December #SANchat Transcript – All about deduplication

 Posted on behalf of Alison Krause, who works in Dell’s Storage Product Group, Social Media & Communications.

We have been so excited about all the great new things Dell is doing with the acquisition of Ocarina. We held a SANchat last month to talk all about compression and this month we continued the Ocarina conversation by talking about deduplication. It was a “part 2,” if you will. We had a great conversation!

As I did last month, want to repeat my thanks to Mike Davis (@mike_davis) for joining us as our expert. Before diving into this chat’s transcript, if you missed the post about last month’s discussion (as well as a link to further explain SANchats), you can find that here.
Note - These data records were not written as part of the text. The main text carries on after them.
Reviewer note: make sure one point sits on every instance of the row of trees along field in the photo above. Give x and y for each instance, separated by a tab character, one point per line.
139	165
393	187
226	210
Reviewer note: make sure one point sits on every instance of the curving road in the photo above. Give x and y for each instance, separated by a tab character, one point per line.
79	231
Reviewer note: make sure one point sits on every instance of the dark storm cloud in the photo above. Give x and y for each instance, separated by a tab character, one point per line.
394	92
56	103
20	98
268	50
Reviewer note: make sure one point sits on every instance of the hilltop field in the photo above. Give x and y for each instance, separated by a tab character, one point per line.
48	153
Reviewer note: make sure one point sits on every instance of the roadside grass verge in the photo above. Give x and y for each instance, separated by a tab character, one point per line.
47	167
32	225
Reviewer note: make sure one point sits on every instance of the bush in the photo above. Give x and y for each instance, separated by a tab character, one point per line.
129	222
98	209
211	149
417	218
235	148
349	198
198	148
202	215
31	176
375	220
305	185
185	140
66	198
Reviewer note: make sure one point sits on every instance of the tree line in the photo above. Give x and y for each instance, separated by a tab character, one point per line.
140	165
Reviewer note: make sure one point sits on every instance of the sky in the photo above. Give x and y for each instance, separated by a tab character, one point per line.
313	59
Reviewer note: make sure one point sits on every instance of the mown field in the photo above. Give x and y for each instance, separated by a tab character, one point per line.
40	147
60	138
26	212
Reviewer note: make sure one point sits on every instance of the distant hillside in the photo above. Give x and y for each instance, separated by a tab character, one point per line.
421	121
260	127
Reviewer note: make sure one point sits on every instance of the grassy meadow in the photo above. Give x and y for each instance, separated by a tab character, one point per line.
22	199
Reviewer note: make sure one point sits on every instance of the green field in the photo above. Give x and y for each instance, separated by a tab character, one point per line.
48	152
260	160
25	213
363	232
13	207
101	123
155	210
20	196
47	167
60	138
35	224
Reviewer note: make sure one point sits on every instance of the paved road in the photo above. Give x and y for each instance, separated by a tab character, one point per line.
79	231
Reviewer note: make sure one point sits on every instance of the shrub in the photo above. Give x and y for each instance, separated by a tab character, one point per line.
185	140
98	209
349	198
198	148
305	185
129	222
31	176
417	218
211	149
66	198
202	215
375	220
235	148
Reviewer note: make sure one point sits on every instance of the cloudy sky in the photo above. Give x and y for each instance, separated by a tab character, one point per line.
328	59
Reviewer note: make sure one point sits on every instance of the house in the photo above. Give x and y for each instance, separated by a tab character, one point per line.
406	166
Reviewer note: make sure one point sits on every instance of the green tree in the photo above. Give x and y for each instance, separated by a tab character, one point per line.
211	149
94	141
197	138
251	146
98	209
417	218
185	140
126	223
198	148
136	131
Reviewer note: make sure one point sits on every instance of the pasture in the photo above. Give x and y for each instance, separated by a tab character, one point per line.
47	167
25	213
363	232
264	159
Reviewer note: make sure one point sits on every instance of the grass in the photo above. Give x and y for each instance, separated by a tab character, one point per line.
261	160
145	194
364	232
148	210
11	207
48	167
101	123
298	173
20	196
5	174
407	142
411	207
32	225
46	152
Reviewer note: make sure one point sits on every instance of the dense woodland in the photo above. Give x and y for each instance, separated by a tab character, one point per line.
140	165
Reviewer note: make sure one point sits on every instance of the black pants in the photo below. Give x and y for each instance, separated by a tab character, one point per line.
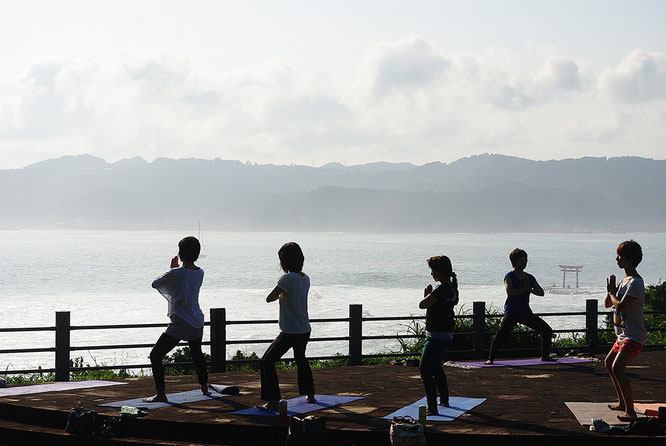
509	321
163	346
270	388
432	374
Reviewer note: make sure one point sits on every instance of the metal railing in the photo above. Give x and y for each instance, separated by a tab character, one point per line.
218	343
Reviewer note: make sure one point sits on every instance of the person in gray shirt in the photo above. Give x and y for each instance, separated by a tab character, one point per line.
292	294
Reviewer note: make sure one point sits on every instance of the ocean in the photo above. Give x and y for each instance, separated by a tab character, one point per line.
104	277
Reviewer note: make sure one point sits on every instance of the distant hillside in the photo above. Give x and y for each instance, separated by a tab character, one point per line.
485	193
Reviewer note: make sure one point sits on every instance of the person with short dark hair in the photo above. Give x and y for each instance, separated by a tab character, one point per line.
627	299
292	293
438	303
519	285
180	287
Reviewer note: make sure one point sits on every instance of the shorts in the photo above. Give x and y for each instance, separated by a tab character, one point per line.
632	348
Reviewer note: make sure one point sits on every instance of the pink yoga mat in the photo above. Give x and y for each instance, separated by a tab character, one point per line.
524	362
55	387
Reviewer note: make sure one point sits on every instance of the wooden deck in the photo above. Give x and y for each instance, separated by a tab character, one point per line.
527	402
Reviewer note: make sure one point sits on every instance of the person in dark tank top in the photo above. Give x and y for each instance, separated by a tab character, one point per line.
438	303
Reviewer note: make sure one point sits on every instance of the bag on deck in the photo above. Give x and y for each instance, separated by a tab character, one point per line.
309	431
405	431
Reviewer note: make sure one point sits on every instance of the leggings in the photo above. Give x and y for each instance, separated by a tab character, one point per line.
431	371
270	388
163	346
530	320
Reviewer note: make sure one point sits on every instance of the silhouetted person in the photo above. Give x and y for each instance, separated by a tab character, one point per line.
627	299
292	293
439	303
519	285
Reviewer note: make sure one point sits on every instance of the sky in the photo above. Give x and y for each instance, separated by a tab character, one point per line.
313	82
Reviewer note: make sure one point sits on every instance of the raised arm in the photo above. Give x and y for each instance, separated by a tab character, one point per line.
536	288
611	299
511	291
274	295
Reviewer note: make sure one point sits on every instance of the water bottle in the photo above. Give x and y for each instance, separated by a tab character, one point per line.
131	411
282	409
422	415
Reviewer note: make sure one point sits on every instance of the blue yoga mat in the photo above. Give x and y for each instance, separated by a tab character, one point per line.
297	406
56	387
191	396
458	406
525	362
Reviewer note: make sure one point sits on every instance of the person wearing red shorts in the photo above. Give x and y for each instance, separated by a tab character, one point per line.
627	299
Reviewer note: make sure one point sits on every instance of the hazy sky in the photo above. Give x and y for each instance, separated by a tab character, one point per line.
310	82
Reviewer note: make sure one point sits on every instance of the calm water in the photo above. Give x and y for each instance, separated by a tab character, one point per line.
103	277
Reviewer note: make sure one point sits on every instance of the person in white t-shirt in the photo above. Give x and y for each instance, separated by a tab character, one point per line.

Mike did a great job explaining the difference between compression and dedupe. He described it as, “Compression = using math to describe patterns. Dedupe = eliminating redundancy either across or within files. 2 diff implementations.” He also answered questions about examples of when to use each and why Dell used one over the other on some of our products. Read through the transcript below to see more!

You can find the full transcript below. Be sure to follow us on Twitter so that you stay up to date on the upcoming SANchats and tweet us if you have any follow up questions/comments! Join us in January as we talk about Dell Storage Forum 2012 London!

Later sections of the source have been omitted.